Manufacturing Industry

IBM introduces new applications, developer kit for APPN protocol

Electronic News, March 30, 1992 by Andrew Collier

NEW YORK -- IBM last week rolled out a developer's kit and new applications for its networking protocol, Advanced Peer to Peer Networking (APPN), in a bid to make the protocol an industry standard against incursions from a variety of competitors.

A flexible system for managing networks, APPN had been available on a number of IBM systems, including the AS/400, OS/2 3174 communications controller, and the System/36. With this announcement, IBM is extending support for APPN on PCs (DOS), the RS/6000 Unix workstation and, finally, on the recently released IBM 6611 router. IBM also is extending the ability of dependent displays to access TCP/IP-based Telnet servers over the Token Ring protocol.

Outside its own platforms, IBM has agreed to license the specification for the APPN network nodes and will make it available through a developer's kit in the first quarter of 1993. The license agreement will allow third-party vendors, particularly router companies, to incorporate APPN into their devices.

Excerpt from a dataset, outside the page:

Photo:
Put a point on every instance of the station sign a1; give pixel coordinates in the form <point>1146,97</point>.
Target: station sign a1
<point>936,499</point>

Shipment dates weren't released for all the products. APPN support on the IBM router will occur in the first quarter of 1993, for the RS/6000 in mid-1993, and for Networking Services/DOS in the third quarter of this year.

The timing of the shipment of APPN support for ACF/VTAM Version 4 for MVS/ESA will be a function of the outcome of a new program IBM is initiating with the APPN roll-out, called the Quality Partnership Program. Under QPP, IBM is selecting key customers and tracking their early use of APPN software to incorporate any changes that will enhance the product. Shipments to a selected group of fewer than 100 MVS customers will occur in December.

With the new APPN support, IBM is defending its turf from encroachment from workstations using LAN-based protocols, particularly TCP/IP, and Novell's IPX.

"First, we are opening up the SNA world to the world of interconnected LANs, distributed computing, client/server, highspeed networking and open standards," said Vann Hettinger, networking systems director of software laboratories, in the U.K. "Second, we are involving an existing base."

Ellen Hancock, general manager of network systems, said IBM expects the new APPN release to push the installed base of APPN networks from 60,000 currently to 100,000 in a few years.

Among the key attributes of APPN is that it allows the IBM mainframes to function as servers in a client/server architecture. The APPN protocol allows dynamic addressing and access of data anywhere in the network without going through the mainframe.

But the place of APPN among Fortune 500 companies who are IBM's prime customers is less than assured. "There's not a tremendous market for APPN nodes," said Don Czubek, a consultant with Gen2 Ventures, Saratoga, Calif. "IBM is trying to create a market."

Frank Dzubek, a consultant with Communication Network Architects, Washington, D.C., said IBM has to convince its customers that they can easily migrate heirarchical systems under SNA to APPN.

"Is it as passive as IBM says? If not, it won't be widely accepted," Mr. Dzubek said.

That was clear at the IBM briefing in presentations by two vendors, Novell and Network Equipment Technologies (NET).

Executives at both companies said they would "pick and choose" which aspects of APPN they would license for their products, in part because of the complexity of working with APPN's 100,000 lines of code.

Despite affirmations by Novell in a press release of its commitment to license APPN, Novell's director of marketing and development for Netware, Gerry Macchi, would only say his company "is looking" at licensing the specification. Novell, whose networks now are forced to access IBM mainframes for address information, is most interested in the directory applications, Mr. Macchi said.

Selino Lo, NET's product line manager, said integration of APPN into NET's router, IDNX, will occur slowly. "We may not want to slip the whole thing on the IDNX at once," Ms. Lo said. "We want to check the pulse of the market. We'll probably have a phased roll-out."

IBM's Hancock agreed that APPN would coincide in many systems with a number of other protocols. "There will be multiple code stacks if customers want. They may also have TCP/IP and OSI in their networks," she said.

IBM has one ace up its sleeve: APPN is widely viewed as a more sophisticated protocol than its competitors for wide-area networks. IBM pushed this point by mentioning the importance of APPN to future WANs that will run under Sonet and cell-relay based transmission systems. "TCP/IP and OSI, to handle high-speed bandwidths, will require major changes in architecture," IBM's Ms. Hancock said.